Tal vez una de las características más llamativas de nuestro tiempo sean las apariencias, que llevan a que la imagen de lo que se ve no coincida, y a veces para nada, con la realidad, al punto que de ser casi una máscara. Y en el presente caso, son nuestros sistemas democráticos los que parecen llevarse la palma.
Veamos. Se supone que la democracia descansa sobre el reconocimiento de la igual dignidad de los miembros de una sociedad y en virtud de la misma, se llama a debatir de forma civilizada las diversas posturas que tengan unos y otros respecto de los más variados temas, triunfando aquella opción que obtenga las mayorías establecidas de antemano para su aprobación. Sin embargo, además de lo anterior, este sistema de gobierno presupone, aunque no siempre se diga expresamente, que las diferentes opiniones que se debaten tienen un fundamento, o si se prefiere, que obedecen a una cavilación racional de quienes las propugnan.
Ahora bien, todo lo anterior no solo conlleva un nivel básico de educación de quienes participan en el debate democrático, sino también un mínimo análisis de las propuestas que se esgrimen y –digámoslo también– una pizca de interés por el bien común de la sociedad, a fin de no defender ideas mezquinas o abiertamente dañinas para el grupo, aunque esto último dé para otra columna.
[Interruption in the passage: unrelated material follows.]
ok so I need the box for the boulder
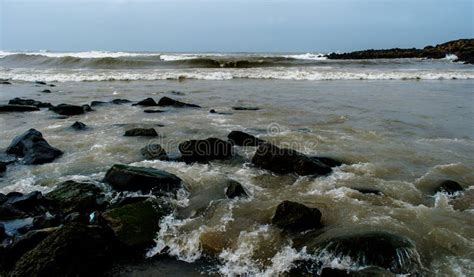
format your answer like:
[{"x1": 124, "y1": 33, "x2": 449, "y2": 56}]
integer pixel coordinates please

Sin embargo, si miramos la realidad y no las apariencias de lo que está ocurriendo hoy, se percibe por desgracia que muchas de las propuestas que se debaten y aceptan, no provienen de una reflexión sesuda y objetiva del problema que supuestamente se quiere resolver, sino de la ideología, de las emociones o incluso de lo que se “huele” en el ambiente y es considerado “políticamente correcto”.
Y si a lo anterior se añade la cada vez mayor influencia de los medios de comunicación, que pueden levantar cualquier tema y hacerlo una “necesidad imperiosa” o por el contrario, no dar cobertura (y en el fondo ocultar) problemas verdaderamente importantes, surgen poderosas sospechas de si realmente estamos ante una verdadera democracia.
Se insiste: resulta sorprendente cómo la “opinión pública” actual está siendo manipulada por diversos factores que hacen que como una veleta, cambie según los intereses del momento propugnados por diversos grupos minoritarios. De este modo, disfrazada de legitimidad, casi cualquier cosa puede imponerse a sociedades enteras, al venir supuestamente del clamor popular.
Finalmente, si a esta grosera manipulación se añade una educación cada vez más deficiente (al punto que muchos no entienden lo que leen o no poseen los conocimientos históricos básicos), siendo sinceros, ¿de qué vale la opinión que se defienda o incluso la que gane, cualquiera que esta sea, si no existe un mínimo razonamiento serio a su respecto, sino una más o menos camuflada manipulación? Las estupideces o los errores siguen siendo tales, sin importar si son propugnados por muchos o pocos, pues aquí se ha dado más importancia al procedimiento (la emisión de las opiniones) que a su fundamento (su racionalidad).
Es por eso que en buena medida, nuestras actuales democracias son sólo una apariencia, al encontrarse las mayorías secuestradas por diversas formas de manipulación.